桜は冷たい笑みを浮かべ、誰もが春の陽気さえも忘れてしまいそうだった。


「愛があるから、憎しみも嫉妬も生まれる。
愛のない性行為が、何故軽いなんて言えるんだ?」


桜の言葉よりも、あたしには、こんなことを聞く桜がまるで分からなかった。


今まで何度か、桜が山田と口論をすることはあった。

ただ、いつもは桜の怒りのツボが理解できた。

あたしも同じく、山田は嫌いだったし、桜と仲が良いからだろうか、何かあれば突っ掛かってきた。

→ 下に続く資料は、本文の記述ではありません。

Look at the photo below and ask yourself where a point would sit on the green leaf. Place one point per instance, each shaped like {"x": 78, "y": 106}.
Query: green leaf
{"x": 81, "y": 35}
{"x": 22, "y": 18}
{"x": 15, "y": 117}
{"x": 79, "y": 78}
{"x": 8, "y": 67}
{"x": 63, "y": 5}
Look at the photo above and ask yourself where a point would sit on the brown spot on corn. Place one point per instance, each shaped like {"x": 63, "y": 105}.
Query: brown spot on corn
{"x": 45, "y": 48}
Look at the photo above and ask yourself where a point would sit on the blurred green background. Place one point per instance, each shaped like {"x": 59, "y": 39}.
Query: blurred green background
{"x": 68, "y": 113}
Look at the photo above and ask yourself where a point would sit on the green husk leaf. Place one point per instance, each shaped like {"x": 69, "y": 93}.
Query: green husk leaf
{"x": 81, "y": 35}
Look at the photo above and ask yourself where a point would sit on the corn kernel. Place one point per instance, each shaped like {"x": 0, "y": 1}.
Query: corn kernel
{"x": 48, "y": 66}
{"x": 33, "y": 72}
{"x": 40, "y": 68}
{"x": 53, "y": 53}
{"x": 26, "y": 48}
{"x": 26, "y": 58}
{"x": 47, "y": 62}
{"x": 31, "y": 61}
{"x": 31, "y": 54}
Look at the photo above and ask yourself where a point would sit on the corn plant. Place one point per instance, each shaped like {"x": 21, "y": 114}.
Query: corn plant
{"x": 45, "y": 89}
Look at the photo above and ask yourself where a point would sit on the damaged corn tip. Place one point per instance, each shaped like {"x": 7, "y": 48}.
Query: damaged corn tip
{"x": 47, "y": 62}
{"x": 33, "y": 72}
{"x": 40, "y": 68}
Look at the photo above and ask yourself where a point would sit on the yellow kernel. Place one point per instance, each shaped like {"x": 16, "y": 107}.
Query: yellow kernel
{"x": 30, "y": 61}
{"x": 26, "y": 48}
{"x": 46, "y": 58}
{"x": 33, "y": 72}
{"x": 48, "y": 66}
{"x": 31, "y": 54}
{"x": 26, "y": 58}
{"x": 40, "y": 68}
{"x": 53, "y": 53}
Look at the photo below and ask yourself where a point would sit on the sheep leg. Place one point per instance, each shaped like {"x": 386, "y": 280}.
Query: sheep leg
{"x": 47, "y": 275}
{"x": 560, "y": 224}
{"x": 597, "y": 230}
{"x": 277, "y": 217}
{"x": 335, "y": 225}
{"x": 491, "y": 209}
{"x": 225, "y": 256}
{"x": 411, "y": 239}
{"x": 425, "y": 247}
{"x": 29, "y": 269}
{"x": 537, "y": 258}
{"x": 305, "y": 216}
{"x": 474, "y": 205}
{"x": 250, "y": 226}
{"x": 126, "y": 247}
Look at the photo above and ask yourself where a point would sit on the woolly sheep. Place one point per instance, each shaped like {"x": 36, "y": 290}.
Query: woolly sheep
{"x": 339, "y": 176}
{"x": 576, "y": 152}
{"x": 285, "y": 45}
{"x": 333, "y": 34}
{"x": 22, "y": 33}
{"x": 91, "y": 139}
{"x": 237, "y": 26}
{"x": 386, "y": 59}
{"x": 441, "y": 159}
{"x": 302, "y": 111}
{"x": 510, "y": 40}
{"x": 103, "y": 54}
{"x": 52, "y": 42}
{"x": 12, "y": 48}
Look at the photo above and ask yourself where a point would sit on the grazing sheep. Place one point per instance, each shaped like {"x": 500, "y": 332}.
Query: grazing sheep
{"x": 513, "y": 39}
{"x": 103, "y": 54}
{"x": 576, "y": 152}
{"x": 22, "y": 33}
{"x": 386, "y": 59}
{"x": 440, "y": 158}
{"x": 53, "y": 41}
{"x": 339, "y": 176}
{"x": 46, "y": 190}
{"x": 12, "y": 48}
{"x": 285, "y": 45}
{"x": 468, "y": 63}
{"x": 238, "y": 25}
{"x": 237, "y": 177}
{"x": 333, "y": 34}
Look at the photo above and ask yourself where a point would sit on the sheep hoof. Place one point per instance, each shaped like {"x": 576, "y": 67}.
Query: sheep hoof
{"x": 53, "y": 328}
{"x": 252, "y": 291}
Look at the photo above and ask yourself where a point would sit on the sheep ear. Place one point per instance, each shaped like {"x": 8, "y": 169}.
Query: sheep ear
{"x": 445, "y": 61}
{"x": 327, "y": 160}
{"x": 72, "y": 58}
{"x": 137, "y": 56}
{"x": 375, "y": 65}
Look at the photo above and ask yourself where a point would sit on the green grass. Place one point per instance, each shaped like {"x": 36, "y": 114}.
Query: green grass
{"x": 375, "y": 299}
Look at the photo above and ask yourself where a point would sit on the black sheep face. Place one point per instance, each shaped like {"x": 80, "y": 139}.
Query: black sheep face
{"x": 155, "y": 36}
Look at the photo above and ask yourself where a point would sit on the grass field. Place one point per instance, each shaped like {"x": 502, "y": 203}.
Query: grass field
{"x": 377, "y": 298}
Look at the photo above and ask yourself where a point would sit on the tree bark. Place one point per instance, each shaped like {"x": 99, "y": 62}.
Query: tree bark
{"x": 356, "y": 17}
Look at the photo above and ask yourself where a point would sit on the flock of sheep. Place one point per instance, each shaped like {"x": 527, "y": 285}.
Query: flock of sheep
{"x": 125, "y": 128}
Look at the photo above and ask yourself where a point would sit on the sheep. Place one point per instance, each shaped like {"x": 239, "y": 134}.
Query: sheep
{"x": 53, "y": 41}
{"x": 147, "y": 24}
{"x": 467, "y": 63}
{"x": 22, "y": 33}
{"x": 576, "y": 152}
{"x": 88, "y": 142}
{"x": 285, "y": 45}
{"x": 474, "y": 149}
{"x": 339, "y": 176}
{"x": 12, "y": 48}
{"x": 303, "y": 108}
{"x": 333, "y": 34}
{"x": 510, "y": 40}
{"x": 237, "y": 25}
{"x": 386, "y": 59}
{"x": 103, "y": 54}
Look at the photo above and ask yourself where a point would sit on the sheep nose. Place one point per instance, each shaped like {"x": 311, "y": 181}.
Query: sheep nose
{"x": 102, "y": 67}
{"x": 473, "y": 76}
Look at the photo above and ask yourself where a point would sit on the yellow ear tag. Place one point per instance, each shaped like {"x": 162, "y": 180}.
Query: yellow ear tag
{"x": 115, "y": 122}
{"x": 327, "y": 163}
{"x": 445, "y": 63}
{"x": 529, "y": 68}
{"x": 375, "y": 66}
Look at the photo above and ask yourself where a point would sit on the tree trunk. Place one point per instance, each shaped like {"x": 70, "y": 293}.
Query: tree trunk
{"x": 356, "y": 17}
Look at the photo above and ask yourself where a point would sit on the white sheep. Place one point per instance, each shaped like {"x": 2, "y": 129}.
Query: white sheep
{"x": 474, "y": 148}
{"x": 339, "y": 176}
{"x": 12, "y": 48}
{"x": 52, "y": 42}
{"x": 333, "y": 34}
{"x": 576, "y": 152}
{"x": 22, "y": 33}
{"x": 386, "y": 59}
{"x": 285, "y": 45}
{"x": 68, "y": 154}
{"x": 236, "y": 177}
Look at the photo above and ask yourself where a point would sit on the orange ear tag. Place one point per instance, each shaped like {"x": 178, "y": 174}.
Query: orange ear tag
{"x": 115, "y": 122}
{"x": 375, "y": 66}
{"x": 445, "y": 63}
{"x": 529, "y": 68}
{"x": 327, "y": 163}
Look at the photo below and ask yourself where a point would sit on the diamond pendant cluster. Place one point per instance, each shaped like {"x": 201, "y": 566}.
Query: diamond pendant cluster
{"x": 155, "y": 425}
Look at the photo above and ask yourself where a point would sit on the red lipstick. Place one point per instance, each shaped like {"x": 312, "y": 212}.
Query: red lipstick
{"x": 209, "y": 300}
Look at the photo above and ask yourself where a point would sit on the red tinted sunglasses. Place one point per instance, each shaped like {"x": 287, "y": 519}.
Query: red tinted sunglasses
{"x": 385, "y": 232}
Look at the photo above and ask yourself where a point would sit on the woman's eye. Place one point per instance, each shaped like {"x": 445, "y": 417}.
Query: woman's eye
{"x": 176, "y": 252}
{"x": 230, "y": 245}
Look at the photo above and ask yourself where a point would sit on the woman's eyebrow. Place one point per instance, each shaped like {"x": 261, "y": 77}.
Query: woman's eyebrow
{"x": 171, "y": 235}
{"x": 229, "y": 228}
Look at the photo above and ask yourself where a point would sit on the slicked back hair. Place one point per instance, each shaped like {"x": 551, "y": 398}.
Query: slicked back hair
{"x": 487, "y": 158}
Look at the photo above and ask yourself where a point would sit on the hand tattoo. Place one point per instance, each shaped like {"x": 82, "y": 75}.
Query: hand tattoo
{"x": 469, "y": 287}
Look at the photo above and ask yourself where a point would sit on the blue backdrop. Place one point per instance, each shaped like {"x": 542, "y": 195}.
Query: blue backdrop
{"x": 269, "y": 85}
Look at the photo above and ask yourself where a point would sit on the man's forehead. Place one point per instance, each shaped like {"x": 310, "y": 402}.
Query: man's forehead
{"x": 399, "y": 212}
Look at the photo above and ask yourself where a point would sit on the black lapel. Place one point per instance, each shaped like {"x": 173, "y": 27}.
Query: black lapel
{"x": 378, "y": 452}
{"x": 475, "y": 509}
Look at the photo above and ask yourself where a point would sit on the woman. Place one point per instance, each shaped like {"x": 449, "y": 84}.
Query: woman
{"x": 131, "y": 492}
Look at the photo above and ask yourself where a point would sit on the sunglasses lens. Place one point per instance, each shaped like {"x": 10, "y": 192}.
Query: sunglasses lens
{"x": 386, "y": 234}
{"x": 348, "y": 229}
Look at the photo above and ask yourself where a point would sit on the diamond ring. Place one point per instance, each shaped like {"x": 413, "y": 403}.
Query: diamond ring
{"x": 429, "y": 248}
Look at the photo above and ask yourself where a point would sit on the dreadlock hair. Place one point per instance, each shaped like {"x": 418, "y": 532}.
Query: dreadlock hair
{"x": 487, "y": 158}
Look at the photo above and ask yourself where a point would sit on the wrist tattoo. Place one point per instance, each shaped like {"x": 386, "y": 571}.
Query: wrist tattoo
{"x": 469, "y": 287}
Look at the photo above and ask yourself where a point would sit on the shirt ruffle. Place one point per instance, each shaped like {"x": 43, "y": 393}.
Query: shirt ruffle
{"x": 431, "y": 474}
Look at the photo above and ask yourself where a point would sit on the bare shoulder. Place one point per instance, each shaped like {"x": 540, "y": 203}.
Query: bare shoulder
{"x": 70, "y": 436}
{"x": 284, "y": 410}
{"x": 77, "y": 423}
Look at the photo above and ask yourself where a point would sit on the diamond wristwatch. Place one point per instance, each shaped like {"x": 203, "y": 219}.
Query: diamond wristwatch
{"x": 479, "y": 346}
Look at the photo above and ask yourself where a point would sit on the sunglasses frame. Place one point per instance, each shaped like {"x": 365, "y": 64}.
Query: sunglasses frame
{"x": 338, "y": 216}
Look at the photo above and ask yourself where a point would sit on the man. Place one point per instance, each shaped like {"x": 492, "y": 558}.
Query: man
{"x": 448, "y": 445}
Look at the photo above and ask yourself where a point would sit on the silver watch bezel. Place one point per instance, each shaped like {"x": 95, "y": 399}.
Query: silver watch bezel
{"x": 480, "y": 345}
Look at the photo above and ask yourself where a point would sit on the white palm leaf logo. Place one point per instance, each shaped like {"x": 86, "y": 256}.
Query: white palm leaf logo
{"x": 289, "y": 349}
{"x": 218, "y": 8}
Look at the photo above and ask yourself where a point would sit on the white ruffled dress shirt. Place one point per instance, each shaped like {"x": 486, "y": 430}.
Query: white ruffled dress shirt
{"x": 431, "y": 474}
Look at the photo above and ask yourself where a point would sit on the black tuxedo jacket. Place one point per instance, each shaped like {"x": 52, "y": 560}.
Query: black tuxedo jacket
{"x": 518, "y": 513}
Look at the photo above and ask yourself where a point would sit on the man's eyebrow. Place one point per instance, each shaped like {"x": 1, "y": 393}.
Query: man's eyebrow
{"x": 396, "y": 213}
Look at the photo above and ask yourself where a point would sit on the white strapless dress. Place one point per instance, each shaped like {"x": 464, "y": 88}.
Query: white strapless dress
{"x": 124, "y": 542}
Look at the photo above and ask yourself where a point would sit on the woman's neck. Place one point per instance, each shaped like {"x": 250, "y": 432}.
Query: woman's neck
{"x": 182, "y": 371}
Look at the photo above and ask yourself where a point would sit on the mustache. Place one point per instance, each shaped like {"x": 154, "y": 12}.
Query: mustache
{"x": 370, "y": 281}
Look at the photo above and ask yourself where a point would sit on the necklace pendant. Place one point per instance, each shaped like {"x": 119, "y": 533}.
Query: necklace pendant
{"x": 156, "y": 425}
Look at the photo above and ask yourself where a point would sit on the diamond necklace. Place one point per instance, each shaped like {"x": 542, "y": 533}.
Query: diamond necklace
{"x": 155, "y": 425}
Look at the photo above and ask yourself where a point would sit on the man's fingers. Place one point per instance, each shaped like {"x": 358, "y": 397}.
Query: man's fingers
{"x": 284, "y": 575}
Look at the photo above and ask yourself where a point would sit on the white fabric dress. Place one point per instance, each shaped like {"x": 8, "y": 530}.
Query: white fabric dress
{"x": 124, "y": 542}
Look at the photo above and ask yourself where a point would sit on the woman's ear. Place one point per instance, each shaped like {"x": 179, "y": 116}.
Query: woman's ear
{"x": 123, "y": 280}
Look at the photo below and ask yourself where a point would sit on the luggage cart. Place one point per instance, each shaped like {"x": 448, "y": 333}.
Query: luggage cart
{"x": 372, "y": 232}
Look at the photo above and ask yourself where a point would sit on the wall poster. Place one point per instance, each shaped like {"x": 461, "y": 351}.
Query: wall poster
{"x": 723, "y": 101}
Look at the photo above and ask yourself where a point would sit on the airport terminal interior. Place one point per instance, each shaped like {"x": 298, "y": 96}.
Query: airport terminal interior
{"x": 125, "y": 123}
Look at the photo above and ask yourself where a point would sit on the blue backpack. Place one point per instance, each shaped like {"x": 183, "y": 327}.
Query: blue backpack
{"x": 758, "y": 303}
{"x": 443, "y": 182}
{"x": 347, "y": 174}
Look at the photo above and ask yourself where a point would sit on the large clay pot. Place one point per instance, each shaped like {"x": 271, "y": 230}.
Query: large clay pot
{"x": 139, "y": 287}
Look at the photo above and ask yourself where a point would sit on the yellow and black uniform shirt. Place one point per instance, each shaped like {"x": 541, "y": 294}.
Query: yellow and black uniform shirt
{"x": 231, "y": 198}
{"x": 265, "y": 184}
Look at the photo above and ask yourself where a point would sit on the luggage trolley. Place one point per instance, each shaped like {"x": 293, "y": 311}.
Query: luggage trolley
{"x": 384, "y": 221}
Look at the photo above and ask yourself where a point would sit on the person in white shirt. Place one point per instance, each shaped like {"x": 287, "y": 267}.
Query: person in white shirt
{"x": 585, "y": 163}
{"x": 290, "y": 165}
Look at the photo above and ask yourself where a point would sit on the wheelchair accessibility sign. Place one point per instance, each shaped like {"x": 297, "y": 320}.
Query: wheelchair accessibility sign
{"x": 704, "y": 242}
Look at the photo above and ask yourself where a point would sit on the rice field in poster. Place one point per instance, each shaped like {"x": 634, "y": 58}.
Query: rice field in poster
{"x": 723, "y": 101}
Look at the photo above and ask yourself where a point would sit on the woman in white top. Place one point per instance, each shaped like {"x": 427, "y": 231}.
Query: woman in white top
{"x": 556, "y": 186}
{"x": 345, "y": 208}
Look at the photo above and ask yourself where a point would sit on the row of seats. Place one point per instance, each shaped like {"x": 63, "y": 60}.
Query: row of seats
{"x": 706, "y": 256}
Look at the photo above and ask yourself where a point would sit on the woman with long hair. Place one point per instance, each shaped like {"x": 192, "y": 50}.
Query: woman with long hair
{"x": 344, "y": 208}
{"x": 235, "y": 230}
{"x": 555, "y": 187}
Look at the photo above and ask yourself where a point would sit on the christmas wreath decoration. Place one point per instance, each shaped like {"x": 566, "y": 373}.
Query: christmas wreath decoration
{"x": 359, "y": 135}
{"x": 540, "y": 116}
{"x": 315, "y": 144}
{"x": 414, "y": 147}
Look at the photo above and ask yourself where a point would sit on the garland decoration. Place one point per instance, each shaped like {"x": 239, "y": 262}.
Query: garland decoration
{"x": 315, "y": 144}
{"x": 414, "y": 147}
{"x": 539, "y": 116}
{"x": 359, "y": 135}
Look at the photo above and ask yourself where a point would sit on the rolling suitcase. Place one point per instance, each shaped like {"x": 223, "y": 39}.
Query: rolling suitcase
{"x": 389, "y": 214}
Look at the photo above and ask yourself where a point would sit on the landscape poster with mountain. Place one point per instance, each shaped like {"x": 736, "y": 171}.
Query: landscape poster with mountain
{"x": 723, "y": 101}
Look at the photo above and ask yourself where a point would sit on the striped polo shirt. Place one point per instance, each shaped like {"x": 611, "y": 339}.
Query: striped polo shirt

「じゃあ、桜はレイプなどの暴行も、軽い行為だと思わないのか?」

元々自分の揺るがない意見のない山田は、相手の上げ足を取ることしか、もうできなかった。


「それは、愛があるないの問題じゃない。
自分の欲求に任せてする性行為など、議論する余地もない。
俺が言いたいのは、子孫を残すために行われる性行為が軽いか?と聞いているのだ」


山田の貧乏ゆすりは、いつしか足踏みに近くなっていた。

そして、いきなり黒板に向かい、普通に授業を始めた。

ちなみにこの授業の間、桜のことを1度も横目にも山田は見なかった。

そして、桜も同じく黒板さえ見ようとせず、窓の外をじっと眺めていた。


「なあ。
桜、最近どうしたんだろうな」

隣にいたゲンは、シャーペンを器用に回しながら言った。

今クラスでも流行っているのだが、あたしには無理だとここ最近悟った。


「ここ1週間くらいね。
機嫌悪いっていうか、悩みでもあるのかな?」

「悩みねえ・・・・・・」

「案外、いろいろ抱えてそうだしね」

「まあ、何も抱えてない人間なんていないだろうな。
いつも笑ってばかりで、何でも出来る凄い奴だって、悩みはあったんだから」


遠くを見つめたゲンの表情に、どこか見覚えがあった。

あたしが、トシ兄のことを思い出したときのような。